The problem is that the loader installs a 1:1 mapping between the virtual and physical address space (and wickedly assumes physical mirrors at 2G). Virtual addresses that map identically to physical memory are mapped as cacheable (both inner- and outer- write-back, write-allocate) and everything else is mapped noncacheable as it is assumed to be a device. Unfortunately this "everything else" happens to include also kernel virtual addresses that use a PA2KA() mapping (i.e. identity with a shift to 2G). So until the kernel installs its own page tables, the LDREX/STREX instructions use mappings which are marked as noncacheable device memory. No wonder it doesn't work. Previous versions were not affected because they used a different mechanism which is not sensitive the memory attribute of the used memory.
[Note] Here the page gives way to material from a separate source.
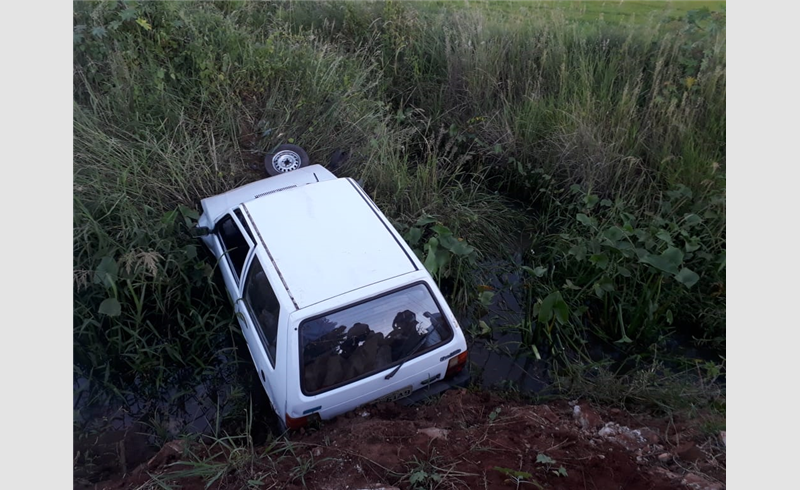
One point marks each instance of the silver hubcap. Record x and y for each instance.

Splitting the loader's page table into two halves, first with a 1:1 mapping and second with a PA2KA mapping fixes the problem on RaspberryPi. Unfortunately it breaks bbone, most likely because of its physical memory starts already at 2G (which might also be the reason it was not affected by the issue in the first place).
I am now looking into ways to fix this so that nothing breaks.
comment:7 by , 6 years ago
Component: | helenos/kernel/arm32 → helenos/boot/arm32 |
---|---|
Resolution: | → fixed |
Status: | new → closed |
Fixed in commit accdbd830beca44bcb50139f5c5e256cbe7afda9.
This behavior (no kernel messages printed) occurs since:
However, even before this commit, as far as the switch to the HelenOS-specific toolchain in commit bbe5e34956da986df4d32357c697e539e8cfec0d, the boot was failing with:
This kernel panic, is more difficult to bisect due to the toolchain change.